La vomitona de Carmelina está justificada tras el cabezazo y las múltiples curvas de la carretera. A Aracena llegaron y se perdieron en el laberinto del casco antiguo. El seíta sacó a sus ocupantes de allí y del pueblo. Ahora han vuelto definitivamente.
De las mieles del paraíso a la más tosca cotodianidad en forma de… vomitonas. Está claro que, se trate de cielo o infierno, lo tuyo son las descripciones fidedignas: ¡no nos exoneras ni de los olores! Un capítulo tan adictivo como los anteriores. Un abrazo, Antonio.

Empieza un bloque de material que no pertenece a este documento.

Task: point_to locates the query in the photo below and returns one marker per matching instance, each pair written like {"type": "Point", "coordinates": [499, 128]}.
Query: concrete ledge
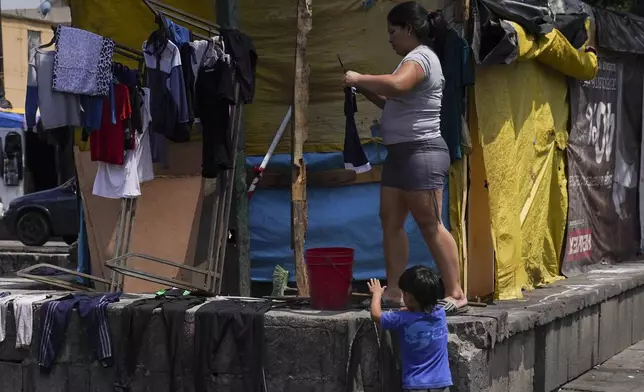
{"type": "Point", "coordinates": [536, 344]}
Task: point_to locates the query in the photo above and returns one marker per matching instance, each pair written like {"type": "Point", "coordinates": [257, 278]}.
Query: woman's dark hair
{"type": "Point", "coordinates": [423, 283]}
{"type": "Point", "coordinates": [429, 27]}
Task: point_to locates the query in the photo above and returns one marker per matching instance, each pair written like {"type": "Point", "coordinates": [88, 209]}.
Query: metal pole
{"type": "Point", "coordinates": [237, 261]}
{"type": "Point", "coordinates": [3, 100]}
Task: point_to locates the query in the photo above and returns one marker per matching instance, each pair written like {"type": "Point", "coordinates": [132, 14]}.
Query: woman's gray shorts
{"type": "Point", "coordinates": [419, 165]}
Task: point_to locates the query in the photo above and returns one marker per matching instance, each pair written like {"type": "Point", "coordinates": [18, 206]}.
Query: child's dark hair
{"type": "Point", "coordinates": [423, 283]}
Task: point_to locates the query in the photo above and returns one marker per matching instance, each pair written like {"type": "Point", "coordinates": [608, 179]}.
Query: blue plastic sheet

Eso ocurre. De las alturas nos vemos obligados a descender a la prosaica realidad donde nos llevamos más de un mamporro. No es raro tampoco que el cuerpo se resienta de un cambio tan extremo. Del cielo han pasado a la sierra de Huelva que es bastante accidentada. Un abrazo.
Y quién sabe si en verdad han arribado ya a Aracena, o ha de seguir su trayecto de pesadilla.
La novella va fluyendo en tensión, sin duda.
Abrazobeso con cariño y admiración, maestro y frater queridos.
Como juego con la ventaja de ser el padre de la criatura, te puedo decir que, su buen trabajo les ha costado, ya han llegado definitivamente a Aracena. Pero eso no significa que la pesadilla haya acabado. Un abrazo.
Reblogueó esto en Ramrock's Blog.
Gracias por rebloguear. Saludos cordiales.